I often see people say either network transparency is useless or that wayland does it better anyway and both things are false - even if waypipe works on linux, I tried searching the web for Windows and Mac versions and came up empty. X works there today - not ideally, clipboard on mac is a bit awkward too, but it works. I even used an X server from android once... wasn't impressed at all with the one I had but it did still work.
Wayland is also bad. Just on different dimensions.
Doing the basics in Wayland is merely painful, but trying to write a program that works across OSes, window managers, and so on is an exercise in pain.
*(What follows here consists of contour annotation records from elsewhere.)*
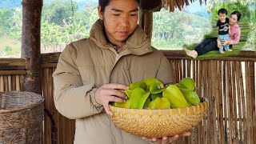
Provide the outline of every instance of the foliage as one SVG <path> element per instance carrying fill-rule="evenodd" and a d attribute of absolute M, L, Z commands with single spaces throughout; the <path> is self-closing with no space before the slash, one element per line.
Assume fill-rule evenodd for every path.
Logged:
<path fill-rule="evenodd" d="M 87 10 L 92 7 L 94 7 L 92 10 Z M 43 18 L 45 17 L 44 15 Z M 70 17 L 68 19 L 63 19 L 62 26 L 43 19 L 42 21 L 42 51 L 62 51 L 66 44 L 88 38 L 90 29 L 97 19 L 97 6 L 90 4 L 86 5 L 84 10 L 75 13 L 74 18 Z"/>
<path fill-rule="evenodd" d="M 12 10 L 10 9 L 0 9 L 0 37 L 8 34 L 12 23 Z"/>
<path fill-rule="evenodd" d="M 71 5 L 70 1 L 54 1 L 46 3 L 42 10 L 42 19 L 58 26 L 63 26 L 63 21 L 68 22 L 78 8 L 76 2 Z"/>
<path fill-rule="evenodd" d="M 183 45 L 199 42 L 211 31 L 209 19 L 183 11 L 154 14 L 152 45 L 158 49 L 182 49 Z"/>

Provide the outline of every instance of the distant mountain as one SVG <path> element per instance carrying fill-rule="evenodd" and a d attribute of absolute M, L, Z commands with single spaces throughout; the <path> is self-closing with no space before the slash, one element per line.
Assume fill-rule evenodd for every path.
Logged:
<path fill-rule="evenodd" d="M 53 1 L 56 0 L 43 0 L 43 3 L 50 3 Z M 58 0 L 62 1 L 62 0 Z M 71 0 L 66 0 L 71 2 Z M 98 4 L 98 0 L 72 0 L 73 2 L 76 2 L 78 4 L 78 10 L 82 10 L 85 7 L 85 5 L 87 3 L 94 3 Z M 22 0 L 0 0 L 0 9 L 1 8 L 7 8 L 13 9 L 16 7 L 22 7 Z"/>

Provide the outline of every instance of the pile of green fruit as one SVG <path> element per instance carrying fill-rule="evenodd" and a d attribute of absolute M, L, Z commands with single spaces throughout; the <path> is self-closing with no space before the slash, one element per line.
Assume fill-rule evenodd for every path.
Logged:
<path fill-rule="evenodd" d="M 155 78 L 131 83 L 125 91 L 128 98 L 124 103 L 114 102 L 114 106 L 127 109 L 170 109 L 189 107 L 200 103 L 195 82 L 185 78 L 178 83 L 164 86 Z"/>

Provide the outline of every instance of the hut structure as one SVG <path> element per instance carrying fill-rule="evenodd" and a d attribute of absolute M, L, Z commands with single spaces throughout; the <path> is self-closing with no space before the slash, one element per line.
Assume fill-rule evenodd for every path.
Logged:
<path fill-rule="evenodd" d="M 42 3 L 43 0 L 22 1 L 22 58 L 0 59 L 0 91 L 42 94 L 48 110 L 46 114 L 52 117 L 45 114 L 42 143 L 70 144 L 74 140 L 74 120 L 62 116 L 53 100 L 52 74 L 60 53 L 40 52 Z M 188 0 L 142 0 L 139 24 L 151 36 L 154 11 L 162 7 L 174 11 L 186 5 L 189 5 Z M 181 138 L 176 143 L 256 143 L 256 56 L 253 51 L 201 60 L 189 58 L 182 50 L 163 53 L 171 66 L 173 81 L 192 77 L 198 94 L 207 98 L 210 106 L 206 117 L 192 130 L 192 135 Z"/>

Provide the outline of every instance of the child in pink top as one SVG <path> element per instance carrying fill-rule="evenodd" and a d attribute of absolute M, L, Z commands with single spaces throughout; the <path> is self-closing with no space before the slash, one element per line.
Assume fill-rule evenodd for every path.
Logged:
<path fill-rule="evenodd" d="M 184 48 L 186 54 L 194 58 L 198 55 L 204 54 L 214 50 L 219 50 L 222 46 L 230 45 L 230 48 L 233 45 L 238 44 L 240 40 L 241 31 L 238 26 L 238 21 L 241 18 L 241 14 L 238 11 L 234 11 L 229 19 L 230 26 L 230 33 L 229 34 L 229 40 L 224 40 L 222 43 L 218 38 L 205 38 L 195 49 L 193 50 L 186 50 Z"/>

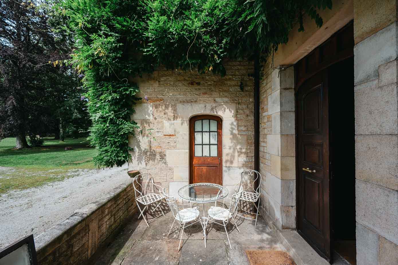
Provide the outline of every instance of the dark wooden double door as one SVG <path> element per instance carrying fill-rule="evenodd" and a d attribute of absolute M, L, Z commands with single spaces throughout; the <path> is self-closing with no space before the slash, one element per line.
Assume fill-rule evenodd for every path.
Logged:
<path fill-rule="evenodd" d="M 353 102 L 348 106 L 348 101 L 341 98 L 347 96 L 345 95 L 353 95 L 353 32 L 352 24 L 348 24 L 295 65 L 297 230 L 329 261 L 334 236 L 332 206 L 333 202 L 337 201 L 333 199 L 332 191 L 338 192 L 332 190 L 332 171 L 337 172 L 332 166 L 336 167 L 334 164 L 338 161 L 342 168 L 347 166 L 355 169 L 354 165 L 345 164 L 338 158 L 345 153 L 349 154 L 351 161 L 354 157 L 351 155 L 353 145 L 349 145 L 353 143 L 353 133 L 351 128 L 339 127 L 338 122 L 339 118 L 345 119 L 341 115 L 353 116 Z M 345 108 L 347 110 L 345 113 L 339 109 Z M 335 113 L 338 112 L 339 117 Z M 353 128 L 353 124 L 349 124 Z M 345 148 L 345 142 L 337 135 L 349 138 Z M 338 174 L 342 178 L 341 172 Z M 352 176 L 355 179 L 355 172 L 343 177 L 348 180 Z M 339 184 L 354 188 L 351 180 L 341 179 Z M 349 203 L 355 204 L 355 198 L 352 200 Z M 340 203 L 334 210 L 344 207 Z M 355 224 L 355 217 L 353 220 Z"/>
<path fill-rule="evenodd" d="M 298 232 L 330 256 L 329 102 L 326 71 L 297 94 Z"/>

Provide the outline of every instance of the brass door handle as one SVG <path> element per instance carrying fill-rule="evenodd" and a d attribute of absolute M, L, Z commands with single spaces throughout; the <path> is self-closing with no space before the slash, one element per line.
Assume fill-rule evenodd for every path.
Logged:
<path fill-rule="evenodd" d="M 302 170 L 304 171 L 306 171 L 307 172 L 309 172 L 310 173 L 315 173 L 316 172 L 316 171 L 315 170 L 310 170 L 310 169 L 308 167 L 306 169 L 304 169 L 303 167 L 302 168 Z"/>

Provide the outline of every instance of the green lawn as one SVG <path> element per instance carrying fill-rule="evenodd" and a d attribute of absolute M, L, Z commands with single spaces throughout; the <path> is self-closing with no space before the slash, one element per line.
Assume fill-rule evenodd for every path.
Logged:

Gave this a quick go and it's promising but still early days. A lot of the core protocol stuff that basic X11 clients (xterm etc) expect are not implemented yet. No extensions either (RENDER etc).
As the README says:
Phoenix is not ready to be used yet. At the moment it can render simple applications that do GLX, EGL or Vulkan graphics (fully hardware accelerated) nested in an existing X server. Running Phoenix nested will be the only supported mode until Phoenix has progressed more and can run real-world applications.
Indeed, I was able to run some simple OpenGL and Vulkan programs like glxinfo, glxgears, vulkaninfo and vkcube.
If you want to try it make sure to have zig-0.14 around, it doesn't build with 0.15 yet.
I hope they use something like https://github.com/tonyg/xcb-shim eventually rather than just wrapping libxcb.
Indeed wrapping libxcb is less ideal that writing/generating the code directly from the XML specifications.
iirc xcb-shim is an augmented definition? A while back I gave writing a CL one a ago. It can successfully do the initial handshake and I think I implemented intern atom. It kind of died out at the figure out how to parse XML in CL so that I can translate it into a set of CL macro definitions (the birth of my daugther also might have had something to it). The biggest thing out side of the XML specs is how the request-response cookies (completion tokens?) work. What else did you find the XML specs to be missing?
Btw in the readme you mention about other implementations based on the XML spec. These are the ones I remember of the top of my head:
I've been thinking for a while about what it'd take to write a new X11 server, but never ended up trying.. This is really nice to see!
This seems nice. But I am not completely sure where this is aiming given that it's explicitly not trying to be fully X compatible.
Is it trying to basically replace it just with a different approach than Wayland? I think that's a noble goal. While personally being happy with Wayland as a user there seems to be mich valid/constructive criticism about things that have been overlooked, not really thought through and/or are hard, harder than necessary or impossible.
So it feels like right now is the last chance before everything is completely settled down probably making things quite a bit harder to port in 5+ years when a lot more breaks.
Always nice to see different approaches cause even now it seems that (current) Wayland is not the last call.
And personally I like the idea of seeing a "if we do the old approach but with the liberty to break things and start from scratch". I think it's a common fallacy in development to consider a new thing better when I'm reality its breaking compatibility and having a clean slate that is not the different way of doing certain things. Not saying it is in this case. Personally I do know w way too little about it.
Certainly not always the case but different working and not just conceptualized approaches are mine to have.
X design for WMs is just better for niche WMs, so using this under something like, I think, cage, could be a way to have better window management for Wayland applications too?